The corruption, low oil prices and the high-level Shi’ite protests bring Oil Minister al-Mahdi to the forefront here. Not only is he the country’s oil minister—he’s also a member of the very powerful Islamic Supreme Council of Iraq (ISCI) party.
For investors, this particular aspect of the chaos engulfing Iraq is troubling because it lends a great deal of uncertainty to IOCs (international oil contracts) as well as to exports from the national oil company. What one of the world’s largest oil exporters will do without a functioning Oil Ministry is anyone’s guess.

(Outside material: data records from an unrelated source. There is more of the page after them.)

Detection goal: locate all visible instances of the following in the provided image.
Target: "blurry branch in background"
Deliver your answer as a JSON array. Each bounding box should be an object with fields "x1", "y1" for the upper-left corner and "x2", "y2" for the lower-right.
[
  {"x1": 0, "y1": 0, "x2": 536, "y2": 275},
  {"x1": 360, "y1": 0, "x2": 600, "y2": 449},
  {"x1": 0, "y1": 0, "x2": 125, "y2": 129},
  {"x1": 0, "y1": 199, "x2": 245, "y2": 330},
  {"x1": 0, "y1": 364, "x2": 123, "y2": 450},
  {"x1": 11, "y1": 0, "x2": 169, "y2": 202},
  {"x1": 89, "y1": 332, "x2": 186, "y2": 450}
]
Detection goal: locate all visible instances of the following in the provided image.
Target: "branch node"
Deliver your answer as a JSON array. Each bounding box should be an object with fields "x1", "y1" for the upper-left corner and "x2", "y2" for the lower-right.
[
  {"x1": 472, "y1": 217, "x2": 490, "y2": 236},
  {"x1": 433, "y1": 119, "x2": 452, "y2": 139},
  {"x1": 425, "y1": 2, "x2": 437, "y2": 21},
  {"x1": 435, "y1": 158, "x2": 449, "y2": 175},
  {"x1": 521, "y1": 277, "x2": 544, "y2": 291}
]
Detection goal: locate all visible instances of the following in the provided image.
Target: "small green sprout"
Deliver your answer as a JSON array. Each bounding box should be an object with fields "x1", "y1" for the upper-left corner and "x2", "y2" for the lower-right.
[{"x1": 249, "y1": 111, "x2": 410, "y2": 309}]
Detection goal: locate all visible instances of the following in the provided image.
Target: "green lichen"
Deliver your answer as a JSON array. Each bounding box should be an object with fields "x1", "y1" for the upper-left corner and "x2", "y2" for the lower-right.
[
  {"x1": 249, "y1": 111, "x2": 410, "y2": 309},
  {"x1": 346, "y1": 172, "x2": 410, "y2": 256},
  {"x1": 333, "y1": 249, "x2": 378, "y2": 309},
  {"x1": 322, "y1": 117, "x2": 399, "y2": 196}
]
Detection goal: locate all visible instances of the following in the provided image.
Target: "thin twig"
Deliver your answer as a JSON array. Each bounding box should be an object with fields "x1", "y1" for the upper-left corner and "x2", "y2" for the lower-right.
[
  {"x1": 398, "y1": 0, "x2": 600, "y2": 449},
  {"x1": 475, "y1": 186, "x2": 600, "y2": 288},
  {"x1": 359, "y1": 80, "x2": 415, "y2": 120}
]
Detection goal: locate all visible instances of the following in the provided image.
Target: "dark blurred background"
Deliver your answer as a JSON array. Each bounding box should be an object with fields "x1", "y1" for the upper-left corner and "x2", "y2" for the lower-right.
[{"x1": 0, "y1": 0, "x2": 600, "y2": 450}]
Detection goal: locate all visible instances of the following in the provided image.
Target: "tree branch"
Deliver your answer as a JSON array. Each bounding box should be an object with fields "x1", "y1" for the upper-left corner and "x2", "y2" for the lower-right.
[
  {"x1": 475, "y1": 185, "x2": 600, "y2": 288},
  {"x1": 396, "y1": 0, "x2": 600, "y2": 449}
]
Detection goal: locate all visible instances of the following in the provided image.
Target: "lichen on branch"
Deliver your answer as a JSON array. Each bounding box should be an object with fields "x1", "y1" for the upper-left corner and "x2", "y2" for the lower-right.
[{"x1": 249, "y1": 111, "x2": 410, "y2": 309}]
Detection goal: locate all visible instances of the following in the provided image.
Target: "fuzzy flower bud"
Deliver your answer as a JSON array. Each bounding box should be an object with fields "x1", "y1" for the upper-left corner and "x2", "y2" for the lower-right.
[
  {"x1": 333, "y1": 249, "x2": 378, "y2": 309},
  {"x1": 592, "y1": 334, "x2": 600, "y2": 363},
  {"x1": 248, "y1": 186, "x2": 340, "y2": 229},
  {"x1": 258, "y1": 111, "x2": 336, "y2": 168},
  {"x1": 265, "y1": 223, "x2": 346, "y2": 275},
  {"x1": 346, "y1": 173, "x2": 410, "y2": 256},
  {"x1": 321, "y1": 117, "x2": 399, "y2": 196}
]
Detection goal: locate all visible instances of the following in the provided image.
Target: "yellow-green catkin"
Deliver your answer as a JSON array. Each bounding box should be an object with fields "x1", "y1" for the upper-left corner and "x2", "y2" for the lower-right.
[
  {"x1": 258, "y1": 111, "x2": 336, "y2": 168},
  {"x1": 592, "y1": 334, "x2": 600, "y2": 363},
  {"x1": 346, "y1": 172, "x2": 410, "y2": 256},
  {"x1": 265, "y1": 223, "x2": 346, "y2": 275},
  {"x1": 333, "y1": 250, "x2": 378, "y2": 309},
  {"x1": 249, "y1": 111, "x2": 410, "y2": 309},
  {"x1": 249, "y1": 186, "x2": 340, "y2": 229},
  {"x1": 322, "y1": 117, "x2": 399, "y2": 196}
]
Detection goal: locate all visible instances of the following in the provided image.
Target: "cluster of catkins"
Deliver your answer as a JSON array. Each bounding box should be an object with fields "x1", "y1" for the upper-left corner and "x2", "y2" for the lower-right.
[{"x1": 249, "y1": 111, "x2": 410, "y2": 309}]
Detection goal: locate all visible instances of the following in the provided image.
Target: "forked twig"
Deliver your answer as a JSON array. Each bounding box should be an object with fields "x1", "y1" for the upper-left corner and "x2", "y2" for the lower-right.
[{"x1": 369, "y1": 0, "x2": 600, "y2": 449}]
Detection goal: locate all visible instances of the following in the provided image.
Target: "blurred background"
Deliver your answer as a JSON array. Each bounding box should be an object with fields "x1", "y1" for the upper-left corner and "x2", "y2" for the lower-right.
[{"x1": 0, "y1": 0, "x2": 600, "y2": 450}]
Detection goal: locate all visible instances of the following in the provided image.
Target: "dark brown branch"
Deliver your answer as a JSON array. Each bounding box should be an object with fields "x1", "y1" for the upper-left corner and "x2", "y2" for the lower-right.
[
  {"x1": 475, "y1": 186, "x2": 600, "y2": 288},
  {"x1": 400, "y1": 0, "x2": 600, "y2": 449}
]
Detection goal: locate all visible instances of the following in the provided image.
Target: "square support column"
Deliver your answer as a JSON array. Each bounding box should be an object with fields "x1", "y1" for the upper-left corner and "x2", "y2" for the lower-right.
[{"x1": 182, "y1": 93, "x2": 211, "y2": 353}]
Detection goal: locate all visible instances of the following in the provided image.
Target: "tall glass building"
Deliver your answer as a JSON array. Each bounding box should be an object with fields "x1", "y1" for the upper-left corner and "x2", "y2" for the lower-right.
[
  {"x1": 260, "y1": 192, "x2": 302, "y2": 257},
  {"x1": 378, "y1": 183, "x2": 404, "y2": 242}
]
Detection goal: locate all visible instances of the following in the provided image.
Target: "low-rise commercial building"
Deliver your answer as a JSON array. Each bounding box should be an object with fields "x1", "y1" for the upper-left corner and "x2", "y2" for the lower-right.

In the meantime, the Iraqi Kurds continue to gain the upper hand in the verbal conflict with Baghdad over oil export autonomy, and al-Mahdi was a key player in this game on the central government’s side.
Already, Iraq’s exports show signs of losing steam. There’s been no growth at least for March. While the status quo has been maintained for this month, the fact that Iraq is paying lip service to an output freeze ahead of a Doha meeting planned for 17 April indicates that Baghdad is aware that things are about to get worse.
Part of the lack of growth in exports for March has to do with outages in Iraq’s northern pipeline, which is now back online, but there are signs that the rebound in oil prices is only temporary.
From the south, Iraq exported an average of 3.35 million barrels per day during the first 23 days of March, according to Reuters data. The record for Iraq is 3.37 million barrels per day, which was achieved in November last year. Production for February was at 4.38 million barrels per day.
Indeed, under Oil Minister al-Mahdi, who assumed the post in October 2014, Iraq increased oil production to 4.5 million barrels a day in January—up from 3.3 million barrels a day when al-Mahdi took office, according to Bloomberg data.
The Shi’ites want to see more benefits from Iraq’s oil revenues because the lion’s share of Iraqi oil is produced in their territory. The weakening of the central government by the Islamic State conflict has both empowered the Kurds and the Shi’ites, and this is likely to gain further momentum, which will in turn upset the oil status quo.